Expensive subscribers,
Right now, I need to share a brand new episode with Hamel Husain.
Hamel has skilled 2,000+ PMs and engineers from firms like OpenAI, Anthropic, and Google on how you can run AI evals. In my new episode, he shares a free grasp class on how you can construct evals for an actual AI agent in simply 50 minutes utilizing a easy spreadsheet. I realized loads from Hamel and I feel you’ll too!
Watch now on YouTube, Apple, and Spotify.
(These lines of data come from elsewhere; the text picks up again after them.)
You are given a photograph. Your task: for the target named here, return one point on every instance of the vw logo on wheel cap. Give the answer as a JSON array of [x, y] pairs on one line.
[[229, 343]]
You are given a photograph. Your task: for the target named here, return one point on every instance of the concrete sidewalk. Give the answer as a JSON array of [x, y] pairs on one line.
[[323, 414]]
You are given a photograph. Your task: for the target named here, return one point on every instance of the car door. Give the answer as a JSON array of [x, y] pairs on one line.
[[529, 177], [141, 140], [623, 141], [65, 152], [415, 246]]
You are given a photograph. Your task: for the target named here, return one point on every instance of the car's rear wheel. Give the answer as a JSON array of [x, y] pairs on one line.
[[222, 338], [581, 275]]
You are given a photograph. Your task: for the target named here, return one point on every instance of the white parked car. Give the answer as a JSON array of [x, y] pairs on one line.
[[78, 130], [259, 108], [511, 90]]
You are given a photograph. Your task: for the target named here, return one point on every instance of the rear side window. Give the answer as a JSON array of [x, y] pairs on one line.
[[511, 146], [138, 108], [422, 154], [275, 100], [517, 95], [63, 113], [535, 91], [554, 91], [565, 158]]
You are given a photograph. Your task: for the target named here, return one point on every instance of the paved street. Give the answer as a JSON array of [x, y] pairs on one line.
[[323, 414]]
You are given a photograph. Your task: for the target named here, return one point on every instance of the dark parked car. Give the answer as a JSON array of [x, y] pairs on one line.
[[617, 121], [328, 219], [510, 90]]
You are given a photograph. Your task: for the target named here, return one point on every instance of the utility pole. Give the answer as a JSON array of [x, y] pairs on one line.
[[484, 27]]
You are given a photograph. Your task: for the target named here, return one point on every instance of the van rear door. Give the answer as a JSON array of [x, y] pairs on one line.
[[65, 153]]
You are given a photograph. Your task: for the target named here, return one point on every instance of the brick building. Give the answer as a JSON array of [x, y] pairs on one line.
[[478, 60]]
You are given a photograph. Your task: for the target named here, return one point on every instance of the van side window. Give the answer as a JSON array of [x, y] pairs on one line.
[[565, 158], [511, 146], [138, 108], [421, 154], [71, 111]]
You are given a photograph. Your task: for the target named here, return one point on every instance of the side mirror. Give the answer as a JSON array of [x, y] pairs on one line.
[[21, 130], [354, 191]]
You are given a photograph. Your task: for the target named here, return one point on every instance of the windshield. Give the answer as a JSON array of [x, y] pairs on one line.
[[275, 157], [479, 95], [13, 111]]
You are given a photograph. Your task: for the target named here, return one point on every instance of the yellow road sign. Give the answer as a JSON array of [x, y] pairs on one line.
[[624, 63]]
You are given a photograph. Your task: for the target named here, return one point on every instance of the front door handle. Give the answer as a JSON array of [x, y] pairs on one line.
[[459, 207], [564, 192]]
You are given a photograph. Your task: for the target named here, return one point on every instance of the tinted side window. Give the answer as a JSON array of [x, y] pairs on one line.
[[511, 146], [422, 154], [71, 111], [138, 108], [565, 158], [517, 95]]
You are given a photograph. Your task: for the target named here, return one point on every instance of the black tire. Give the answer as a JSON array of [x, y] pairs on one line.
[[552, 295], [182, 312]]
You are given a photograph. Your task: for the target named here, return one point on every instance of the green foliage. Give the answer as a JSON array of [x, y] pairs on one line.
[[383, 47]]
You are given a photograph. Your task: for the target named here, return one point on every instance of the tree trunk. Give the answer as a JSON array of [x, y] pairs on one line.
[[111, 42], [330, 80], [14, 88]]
In case you loved this tutorial, Hamel can also be providing $1,330 off his AI evaluations course to readers of this text. Join his final cohort of the yr by 10/6.
Hamel and I talked about:
-
(00:00) What essentially the most invaluable a part of evals is
-
(01:25) Stay walkthrough: Analyzing 100 actual manufacturing traces
-
(09:50) Creating the eval standards utilizing a easy spreadsheet
-
(24:44) Why binary go/fail scores beat 1-5 scores each time
-
(28:52) The settlement metric lure that fools most PMs
-
(30:08) True optimistic and unfavourable charges defined
-
(36:00) Learn how to arrange steady evals in manufacturing
-
Skip generic eval standards to judge particular product issues as an alternative. “Generic evals don’t measure a very powerful issues together with your AI product.” As an alternative of “helpfulness” or “correctness”, create evals for particular product points like “human handoff failure” or “tour scheduling concern.”
-
Comply with Hamel’s 4-step eval course of.
-
Begin by manually labeling 100+ AI conversations (traces):
Paste your guide labels right into a spreadsheet and categorize them with AI -
Use knowledge evaluation to determine and depend the commonest points:

Create a easy pivot desk to depend points by class -
Create LLM judges with binary go/fail labels. Validate judges utilizing true optimistic and true unfavourable charges as an alternative of solely alignment. Extra beneath.
-
Deploy LLM judges to manufacturing and do guide knowledge labeling periodically.
-
You are able to do all the above utilizing a easy spreadsheet. Right here’s a hyperlink to Hamel’s sheet to judge an actual AI agent utilizing the steps above:
-
Elevate your perspective with NextTech Information, the place innovation meets perception.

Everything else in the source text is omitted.